Wednesday, January 7, 2009

El Sauce bike tour




Karen, my bike tour guide, is a bit shy as we pedal through the morning streets past the municipal baseball stadium. Women in worn flip flops are outside sweeping away the night's dirt and tossing buckets of water to clear the area outside their doors of the street. Kellan gave Karen specific directions: Talk simply, use gestures and try whatever she needs to to communicate. Tours are geared toward tourists who speak some Spanish but not a lot, so I'm the perfect mock tour candidate. We're already thinking outside the box. Outside the old train station, Karen tells me about the line that used to run here. I don't know the word for train, but I get the gist. "Toot toot?" I ask her, pulling an imaginary horn. "Si! Toot toot" A shirtless man outside a horse and bridle shop hangs leather straps of orange and yellow outside the wooden front and dogs lope around sniffing the pavement. Outside of town we get on a trail that was once a train line, bringing cargo of chickens, cows, vegetables and many other things here. When the train stopped running, people took the tracks for use or to sale. Now it's a dirt path that runs north to south, lined on either side by banana trees and humble homes. The government provided land to homeless and very poor people and we are passing them now. The homes are extremely humble, made of adobe (mud, water and dung then dried), scraps of wood and sheets of plastic or sometimes all three.
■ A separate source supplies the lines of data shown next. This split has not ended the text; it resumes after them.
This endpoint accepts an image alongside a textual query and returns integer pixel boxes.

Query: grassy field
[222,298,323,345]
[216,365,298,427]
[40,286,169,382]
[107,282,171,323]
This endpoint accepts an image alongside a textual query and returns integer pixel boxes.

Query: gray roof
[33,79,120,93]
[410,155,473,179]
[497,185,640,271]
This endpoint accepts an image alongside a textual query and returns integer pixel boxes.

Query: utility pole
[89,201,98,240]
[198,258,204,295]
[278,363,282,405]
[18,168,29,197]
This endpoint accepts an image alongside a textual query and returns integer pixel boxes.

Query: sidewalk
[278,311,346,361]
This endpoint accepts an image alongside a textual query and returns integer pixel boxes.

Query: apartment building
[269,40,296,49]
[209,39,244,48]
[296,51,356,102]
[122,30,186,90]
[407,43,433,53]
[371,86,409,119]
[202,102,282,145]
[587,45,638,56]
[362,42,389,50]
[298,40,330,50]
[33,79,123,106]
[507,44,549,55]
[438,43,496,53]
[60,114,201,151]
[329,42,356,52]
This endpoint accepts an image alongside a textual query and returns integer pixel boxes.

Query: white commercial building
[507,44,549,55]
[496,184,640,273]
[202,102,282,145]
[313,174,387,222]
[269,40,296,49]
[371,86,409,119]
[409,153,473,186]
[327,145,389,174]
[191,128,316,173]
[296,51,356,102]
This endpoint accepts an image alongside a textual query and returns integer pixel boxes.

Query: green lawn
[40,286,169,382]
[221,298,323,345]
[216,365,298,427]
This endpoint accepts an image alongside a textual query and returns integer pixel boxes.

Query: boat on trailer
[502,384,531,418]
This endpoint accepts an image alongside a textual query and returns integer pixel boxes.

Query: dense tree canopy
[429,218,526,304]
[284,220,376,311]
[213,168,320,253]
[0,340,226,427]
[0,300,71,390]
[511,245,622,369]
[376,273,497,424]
They have latrines with walls of plastic, outdoor adobe ovens and very few belongings. Everyone we pass smiles and says, "Adios." At a communal well, Kellan and Yacarely wash their faces and I spot frehshly-formed adobe drying in the sun. I ask the man to take his picture with his handiwork. I have never seen adobe before. On a bridge, a man is fishing with a net for dinner and often we stop to let other cyclists, women with bags and two young boys hauling a stack of firewood three feet high by. A boy on an ox-drawn cart rattles by, the oxen protesting in the heat. On the way back, we stop at the adobe man's house so I can see his homemade oven.